Before meeting Pam, who’s the PR rep for Visit Nova Scotia, I had no idea what Dulse was. Pam mentioned that I could go out and have a Dulse cooking course at TBEX. I even found out, that in Atlantic Canada, they eat a DLT sandwich (Dulse, Tomato and Lettuce). This week, I’m in Saint John, New Brunswick and I’m having lunch everyday at the Central Market. I love eating in Markets … whether it’s St. Lawrence Market in Toronto, Mercado de San Miguel in Barcelona, fish shopping and cooking in Boracay, Phillipines, or eating in Mercado de San Lucas, Guatemala. I went for the fish and chips on the first day.
As much as the fish and chips was great, I then stumbled upon a counter of Dulse while wandering around the market.

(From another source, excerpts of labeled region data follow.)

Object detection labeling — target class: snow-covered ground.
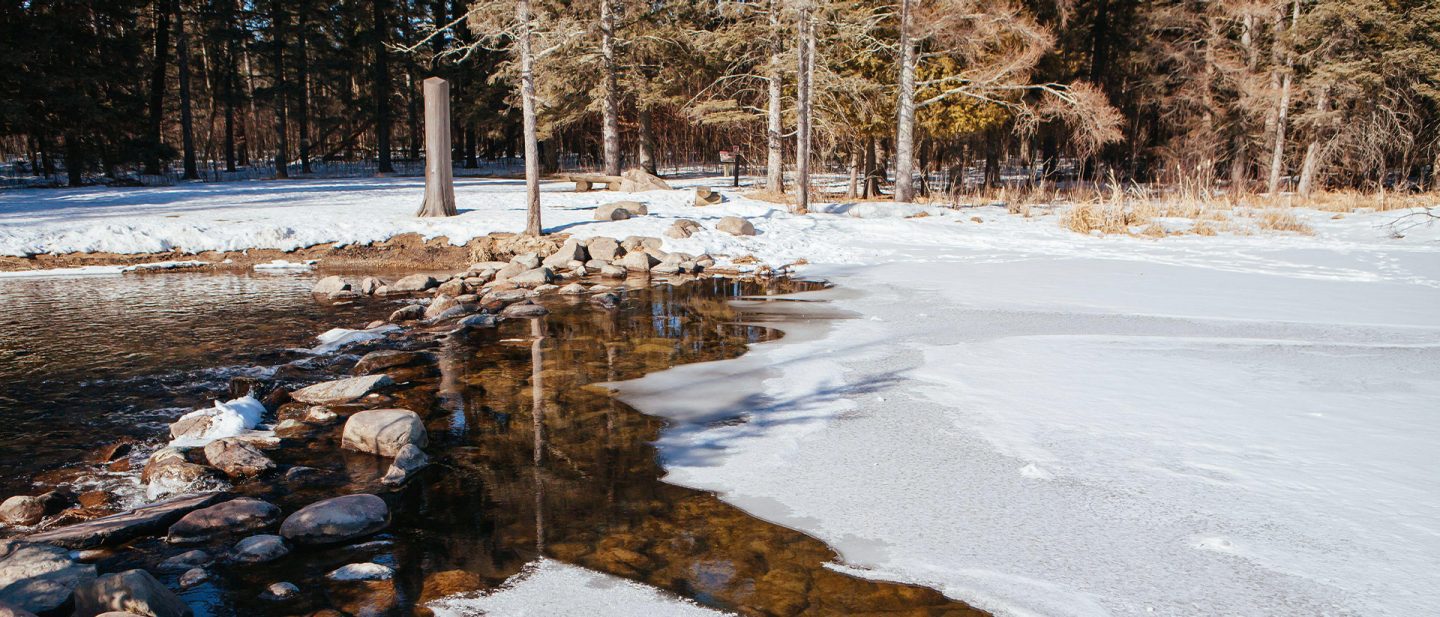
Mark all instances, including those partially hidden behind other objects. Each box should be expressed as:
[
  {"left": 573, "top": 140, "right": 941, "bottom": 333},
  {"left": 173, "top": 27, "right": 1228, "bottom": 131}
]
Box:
[{"left": 0, "top": 179, "right": 1440, "bottom": 616}]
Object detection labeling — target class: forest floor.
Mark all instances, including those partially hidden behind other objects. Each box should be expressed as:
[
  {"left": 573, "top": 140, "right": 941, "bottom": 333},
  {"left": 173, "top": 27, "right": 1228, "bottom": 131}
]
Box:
[{"left": 0, "top": 179, "right": 1440, "bottom": 616}]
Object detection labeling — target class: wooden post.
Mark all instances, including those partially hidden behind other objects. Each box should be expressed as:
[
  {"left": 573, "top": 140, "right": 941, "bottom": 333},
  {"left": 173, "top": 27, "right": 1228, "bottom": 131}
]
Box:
[{"left": 415, "top": 78, "right": 459, "bottom": 216}]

So you’re still wondering what Dulse is? Well here’s what it looks like in the dried form …
When you get to Central Market in Saint John, you can have tons of bagged dulse, and it’s available year round. I assume that around the Bay of Fundy, you can get it in any corner store and that people here munch this stuff like Potato Chips. I was actually told that people eat it like Potato Chips … I don’t know if I actually believe that. Doing some research on Dulse, like any other seaweed, it’s a natural source of essential vitamins, ions, sea salt, iodine and roughage. It is harvested from the cold waters of the North Atlantic, then sun-dried to preserve the natural nutrients. It provides you with a variety of essential vitamins, minerals, protein and trace elements.
- Supports thyroid gland activity and function
- Provides several essential minerals, protein and trace elements that help support thyroid gland activity and function
- Provides a natural source of iodine, an essential trace mineral that is needed by the thyroid gland to maintain proper metabolism. Iodine helps the body regulate temperature, blood cell production, muscle and nerve function and other bodily functions
I don’t know how much anyone would want to eat Dulse, as it’s simply plucked out of the water at the lowest of low tides then laid out above the tide line to dry (so it doesn’t get washed back out into the Bay when the tide comes in!). This activity is fairly low tech but it dries the dulse to perfection! At the market, it’s just put into paper bags and sold like this.